Tuesday, January 31, 2012

I HAVE NEVER SAID


I HAVE NEVER SAID

I have never said to anyone that I loved them
and not meant stars, not meant soft green lanterns, not
meant the light coming out of the dark
and fireflies on a windy summer night by a black lake
or the lamp that draws the doe out of the shadows
or the moon drunk quicksilver in the inebriated window
warping its image through the delusional weeping
of dirty winter glass signed like a guestbook
by everybody’s tears, inside and out, and this
still the case though I’m old enough to know
all that crying never turned into a single chandelier
and sad ink’s a bigger liar thread for thread
than the dyes of joy that colour the whole head hopeful.
And I have lain like an island of flesh in a coven of candles
beside cool dolphins with seabird hands
off the coast of my longing, and marvelled
at the amazing bridges of their bodies
and how they nudged my shipwrecked heart ashore.

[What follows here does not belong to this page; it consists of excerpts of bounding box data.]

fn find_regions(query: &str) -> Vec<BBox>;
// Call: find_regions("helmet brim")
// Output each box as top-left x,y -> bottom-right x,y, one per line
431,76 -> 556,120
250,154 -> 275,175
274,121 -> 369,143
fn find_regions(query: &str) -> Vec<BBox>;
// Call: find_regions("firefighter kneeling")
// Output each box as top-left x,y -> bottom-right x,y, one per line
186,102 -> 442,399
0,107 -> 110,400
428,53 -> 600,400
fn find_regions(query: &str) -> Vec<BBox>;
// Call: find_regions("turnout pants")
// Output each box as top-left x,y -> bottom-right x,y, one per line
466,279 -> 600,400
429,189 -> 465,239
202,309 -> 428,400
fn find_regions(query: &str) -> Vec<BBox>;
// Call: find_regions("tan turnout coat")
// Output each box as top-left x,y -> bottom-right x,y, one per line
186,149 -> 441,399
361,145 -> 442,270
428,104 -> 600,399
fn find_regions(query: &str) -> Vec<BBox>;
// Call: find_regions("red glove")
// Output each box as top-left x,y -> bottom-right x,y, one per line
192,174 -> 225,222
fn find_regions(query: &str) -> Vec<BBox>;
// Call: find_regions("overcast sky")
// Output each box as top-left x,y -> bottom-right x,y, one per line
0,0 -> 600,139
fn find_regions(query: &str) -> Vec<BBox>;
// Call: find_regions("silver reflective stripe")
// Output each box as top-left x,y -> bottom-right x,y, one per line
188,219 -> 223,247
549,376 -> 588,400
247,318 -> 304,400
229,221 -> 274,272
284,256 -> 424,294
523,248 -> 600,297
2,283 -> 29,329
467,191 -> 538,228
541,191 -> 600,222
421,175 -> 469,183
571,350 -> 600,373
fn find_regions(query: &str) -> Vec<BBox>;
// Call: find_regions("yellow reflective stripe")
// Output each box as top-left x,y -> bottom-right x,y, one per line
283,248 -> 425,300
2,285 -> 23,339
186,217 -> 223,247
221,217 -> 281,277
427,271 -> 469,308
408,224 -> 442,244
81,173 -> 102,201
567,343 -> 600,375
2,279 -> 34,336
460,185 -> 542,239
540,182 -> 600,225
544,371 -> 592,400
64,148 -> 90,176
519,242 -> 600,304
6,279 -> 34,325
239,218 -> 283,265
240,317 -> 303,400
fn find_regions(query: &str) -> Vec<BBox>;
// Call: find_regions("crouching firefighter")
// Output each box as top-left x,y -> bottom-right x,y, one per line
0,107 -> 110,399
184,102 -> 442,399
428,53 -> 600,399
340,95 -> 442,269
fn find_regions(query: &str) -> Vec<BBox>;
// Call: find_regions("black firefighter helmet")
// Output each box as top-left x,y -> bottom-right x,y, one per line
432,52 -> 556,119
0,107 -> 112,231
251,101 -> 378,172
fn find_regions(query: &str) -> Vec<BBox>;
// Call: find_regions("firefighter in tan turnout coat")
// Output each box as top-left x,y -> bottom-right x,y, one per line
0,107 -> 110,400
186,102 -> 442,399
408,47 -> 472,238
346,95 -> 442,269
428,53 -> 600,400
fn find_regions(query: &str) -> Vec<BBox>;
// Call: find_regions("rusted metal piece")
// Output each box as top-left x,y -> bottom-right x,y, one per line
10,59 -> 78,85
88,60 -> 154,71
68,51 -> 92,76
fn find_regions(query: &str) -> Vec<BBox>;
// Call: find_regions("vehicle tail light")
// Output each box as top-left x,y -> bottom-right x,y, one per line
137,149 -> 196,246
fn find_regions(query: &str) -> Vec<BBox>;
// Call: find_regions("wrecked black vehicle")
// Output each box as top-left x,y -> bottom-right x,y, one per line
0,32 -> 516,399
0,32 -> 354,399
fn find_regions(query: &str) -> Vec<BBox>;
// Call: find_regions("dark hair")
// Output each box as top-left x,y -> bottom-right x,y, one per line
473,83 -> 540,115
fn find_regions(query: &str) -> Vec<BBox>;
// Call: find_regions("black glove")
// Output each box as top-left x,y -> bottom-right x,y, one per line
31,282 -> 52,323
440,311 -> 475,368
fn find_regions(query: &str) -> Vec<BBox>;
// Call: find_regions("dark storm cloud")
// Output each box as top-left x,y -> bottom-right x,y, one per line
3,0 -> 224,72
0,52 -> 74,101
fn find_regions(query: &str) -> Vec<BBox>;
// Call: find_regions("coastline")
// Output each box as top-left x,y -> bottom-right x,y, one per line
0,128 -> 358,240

I have never said to anyone that I loved them
and not meant the mountain ribbon of a bloodstream
that could fill to the brim the infinite cosmic goblet
of an eye, emptier than a telescope dying of thirst
in a desert of stars, with the wine of its endless flowing;
never said I love you to a tree or a door or a cat
or the chain of footprints I drag through the snow like the past
and not meant some era of a woman
who came and stayed awhile with me
in the desolate shadows of a late afternoon apartment
like the first rising of a second moon
I could live on alone in a garden of skulls and fountains.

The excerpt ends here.